A Carcassonne, des syndicats délogés de locaux municipaux protestent contre le maire RN de la ville
Après une manifestation contre ses premières mesures, Christophe Barthès avait appelé la CGT, la FSU, SUD et la CFDT à restituer les bureaux qu’elles occupent dans le centre-ville. Ces organisations, qui veulent s’opposer en justice à la mesure d’expulsion, dénoncent une « atteinte à la liberté d’expression » et la « mauvaise foi politique » de l’élu..
Le 22 mars 2026, Christophe Barthès, membre du Rassemblement national (RN), a été élu maire de Carcassonne, une ville de 50 000 habitants située dans le département de l’Aude. Son élection marque un tournant politique dans cette commune, traditionnellement dirigée par d’autres partis. Dès sa prise de fonction, Barthès a mis en place plusieurs mesures controversées, comme le retrait du drapeau européen de la façade de la mairie ou la suppression d’une subvention municipale à la Ligue des droits de l’homme (LDH), en raison d’un désaccord juridique. Ces actions ont suscité des tensions avec certaines associations et organisations locales, notamment syndicales.
Depuis plusieurs années, quatre syndicats nationaux occupent gratuitement des locaux municipaux à Carcassonne : la CGT (Confédération générale du travail), la FSU (Fédération syndicale unitaire), SUD (Solidaires Unitaires Démocratiques) et la CFDT (Confédération française démocratique du travail). Ces locaux, situés à la Bourse du travail, servent de lieux de travail et d’accueil pour les salariés du privé et du public. Le 30 avril 2026, Christophe Barthès a exigé que ces syndicats quittent les locaux, les accusant de « profiter des largesses des contribuables » alors qu’ils s’opposent à ses politiques. Il a qualifié leur présence de « terminée » et a menacé de les expulser.

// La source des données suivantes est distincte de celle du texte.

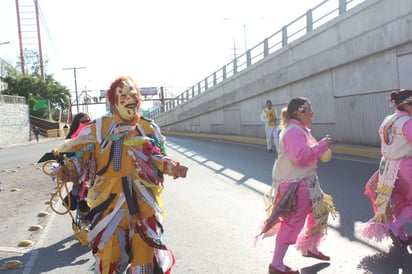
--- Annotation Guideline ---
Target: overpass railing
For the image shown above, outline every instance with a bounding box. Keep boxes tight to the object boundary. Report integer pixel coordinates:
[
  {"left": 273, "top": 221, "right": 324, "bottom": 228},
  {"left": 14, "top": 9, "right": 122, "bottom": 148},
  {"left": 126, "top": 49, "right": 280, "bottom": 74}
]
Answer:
[
  {"left": 148, "top": 0, "right": 366, "bottom": 117},
  {"left": 0, "top": 95, "right": 26, "bottom": 104}
]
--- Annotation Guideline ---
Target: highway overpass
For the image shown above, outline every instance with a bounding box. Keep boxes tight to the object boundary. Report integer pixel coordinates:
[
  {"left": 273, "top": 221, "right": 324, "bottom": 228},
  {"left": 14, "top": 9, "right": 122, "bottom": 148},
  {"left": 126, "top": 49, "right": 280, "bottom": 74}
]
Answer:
[{"left": 152, "top": 0, "right": 412, "bottom": 147}]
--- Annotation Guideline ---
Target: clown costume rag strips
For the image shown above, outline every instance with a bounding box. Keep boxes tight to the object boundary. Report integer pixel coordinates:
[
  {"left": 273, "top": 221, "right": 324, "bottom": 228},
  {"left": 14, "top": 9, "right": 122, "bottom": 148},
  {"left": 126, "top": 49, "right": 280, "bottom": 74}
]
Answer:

Le 13 mai 2026, environ 200 syndicalistes se sont rassemblés devant la Bourse du travail de Carcassonne pour protester contre la décision du maire. Parmi eux, Patrick Borde, cosecrétaire départemental de la FSU, a dénoncé une « atteinte à la liberté d’expression et de manifester ». Il a souligné que les locaux syndicaux sont des lieux d’intérêt général, dédiés à la défense des travailleurs. Les syndicats ont également exprimé leur inquiétude quant à l’évolution des libertés syndicales en France si des mesures similaires étaient généralisées, notamment en cas d’élection d’un candidat RN en 2027.
Christophe Barthès a justifié sa décision en affirmant respecter la liberté syndicale, mais en critiquant le fait que les syndicats « profitent des largesses de ceux que l’on dénigre ». Ancien agriculteur et ex-responsable du syndicat agricole Coordination rurale, il a également évoqué la nécessité de mettre fin à une situation qu’il juge déséquilibrée. Il a ajouté que les syndicats nationaux présents à Carcassonne s’opposent systématiquement à ses choix politiques, ce qui, selon lui, justifie leur expulsion des locaux municipaux.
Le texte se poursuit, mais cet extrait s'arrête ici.